MacKINNON, Circuit Judge

(concurring) :

I concur in the conclusions as to the transcript and in the result which flows as to the other points from Judge Leventhal’s opinion, but I do not believe that the alleged error in the malice charge is as egregious as Judge Leventhal’s opinion asserts. The difference *1060between the charge as given and the recommended charge is not substantial1 and United States v. Bush, 135 U.S.App.D.C. 67, 70, 416 F.2d 823, 826 (1969), did not require it. It was not until Carter v.

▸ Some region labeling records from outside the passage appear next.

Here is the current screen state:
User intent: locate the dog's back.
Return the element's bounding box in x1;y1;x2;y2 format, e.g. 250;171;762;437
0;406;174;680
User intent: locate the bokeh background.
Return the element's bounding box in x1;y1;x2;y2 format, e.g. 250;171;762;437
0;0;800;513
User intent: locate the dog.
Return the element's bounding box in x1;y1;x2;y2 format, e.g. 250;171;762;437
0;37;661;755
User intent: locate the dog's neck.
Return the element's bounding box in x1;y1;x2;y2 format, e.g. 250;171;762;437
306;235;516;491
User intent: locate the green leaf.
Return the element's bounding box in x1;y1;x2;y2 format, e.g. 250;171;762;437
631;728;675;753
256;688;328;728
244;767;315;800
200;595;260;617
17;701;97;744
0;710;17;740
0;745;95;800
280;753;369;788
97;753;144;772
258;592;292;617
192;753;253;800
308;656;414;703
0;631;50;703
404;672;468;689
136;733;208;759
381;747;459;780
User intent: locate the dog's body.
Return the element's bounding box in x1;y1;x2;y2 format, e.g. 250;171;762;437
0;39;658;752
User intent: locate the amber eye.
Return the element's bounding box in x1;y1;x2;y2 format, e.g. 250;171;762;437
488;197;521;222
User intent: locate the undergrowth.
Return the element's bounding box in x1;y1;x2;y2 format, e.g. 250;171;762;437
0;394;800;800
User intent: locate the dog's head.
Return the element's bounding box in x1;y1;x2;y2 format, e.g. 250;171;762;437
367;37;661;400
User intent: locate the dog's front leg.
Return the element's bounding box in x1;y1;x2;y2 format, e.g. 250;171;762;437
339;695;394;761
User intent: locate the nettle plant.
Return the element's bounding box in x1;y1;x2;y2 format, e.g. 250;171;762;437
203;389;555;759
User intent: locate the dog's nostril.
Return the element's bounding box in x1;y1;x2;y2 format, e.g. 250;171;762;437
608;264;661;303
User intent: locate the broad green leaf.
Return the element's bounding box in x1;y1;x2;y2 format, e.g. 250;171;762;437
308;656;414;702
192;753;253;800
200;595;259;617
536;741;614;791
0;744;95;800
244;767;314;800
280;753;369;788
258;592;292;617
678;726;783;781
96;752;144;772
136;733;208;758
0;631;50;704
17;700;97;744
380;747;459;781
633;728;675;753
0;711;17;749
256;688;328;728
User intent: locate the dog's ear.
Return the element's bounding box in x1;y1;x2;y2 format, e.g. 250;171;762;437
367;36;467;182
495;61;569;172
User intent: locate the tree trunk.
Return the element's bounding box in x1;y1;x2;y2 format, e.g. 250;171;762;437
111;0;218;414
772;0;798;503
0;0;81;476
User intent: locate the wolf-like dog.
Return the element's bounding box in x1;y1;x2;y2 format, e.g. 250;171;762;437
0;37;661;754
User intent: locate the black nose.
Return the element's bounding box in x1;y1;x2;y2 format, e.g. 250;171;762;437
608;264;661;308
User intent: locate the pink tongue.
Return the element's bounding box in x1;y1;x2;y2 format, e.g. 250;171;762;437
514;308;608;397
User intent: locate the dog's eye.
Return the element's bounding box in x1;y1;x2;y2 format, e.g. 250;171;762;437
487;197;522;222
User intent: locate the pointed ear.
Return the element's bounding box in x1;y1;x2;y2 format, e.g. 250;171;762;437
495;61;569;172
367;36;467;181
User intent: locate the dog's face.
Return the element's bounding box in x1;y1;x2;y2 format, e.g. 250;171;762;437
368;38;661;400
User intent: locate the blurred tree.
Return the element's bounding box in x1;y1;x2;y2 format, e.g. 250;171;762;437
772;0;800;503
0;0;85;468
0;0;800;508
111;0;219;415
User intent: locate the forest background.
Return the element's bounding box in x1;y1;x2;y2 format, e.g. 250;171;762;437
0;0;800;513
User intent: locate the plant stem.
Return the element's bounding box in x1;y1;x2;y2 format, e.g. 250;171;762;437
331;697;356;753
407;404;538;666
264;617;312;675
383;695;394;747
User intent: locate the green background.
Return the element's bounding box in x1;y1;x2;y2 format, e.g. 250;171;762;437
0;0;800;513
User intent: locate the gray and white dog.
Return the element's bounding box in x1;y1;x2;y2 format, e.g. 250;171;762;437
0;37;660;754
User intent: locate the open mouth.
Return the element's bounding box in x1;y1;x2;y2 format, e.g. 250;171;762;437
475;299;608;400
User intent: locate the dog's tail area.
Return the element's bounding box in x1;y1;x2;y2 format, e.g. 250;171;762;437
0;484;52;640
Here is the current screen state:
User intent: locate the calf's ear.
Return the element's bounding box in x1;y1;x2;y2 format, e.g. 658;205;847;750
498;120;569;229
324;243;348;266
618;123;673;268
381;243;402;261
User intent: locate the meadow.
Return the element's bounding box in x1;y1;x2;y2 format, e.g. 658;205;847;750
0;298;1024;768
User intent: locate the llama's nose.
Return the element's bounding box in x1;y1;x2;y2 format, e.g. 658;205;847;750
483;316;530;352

United States, 141 U.S.App.D.C. 259, 264, 437 F.2d 692, 697 (1970), decided some 16 months after Bush, that we stated such “definition should be used in instructions given after the Bush decision. . . . ”2 I would thus not remand the case, as we do, solely on the basis of this portion of the malice instruction. However, as to the portion dealing with intent it is my view that, in the absence of an en banc reversal, our prior decisions require that I concur with the disposition of the case as set forth in Judge Leventhal’s opinion. Green v. United States, 132 U.S.App.D.C. 98, 405 F.2d 1368 (1968); United States v. Wharton, 139 U.S.App.D.C. 273, 433 F.2d 451 (1970).

. 28U.S.C. §2111.

. Such retroactivity would be impossible to accomplish. This trial, however, began on June 17, 1971.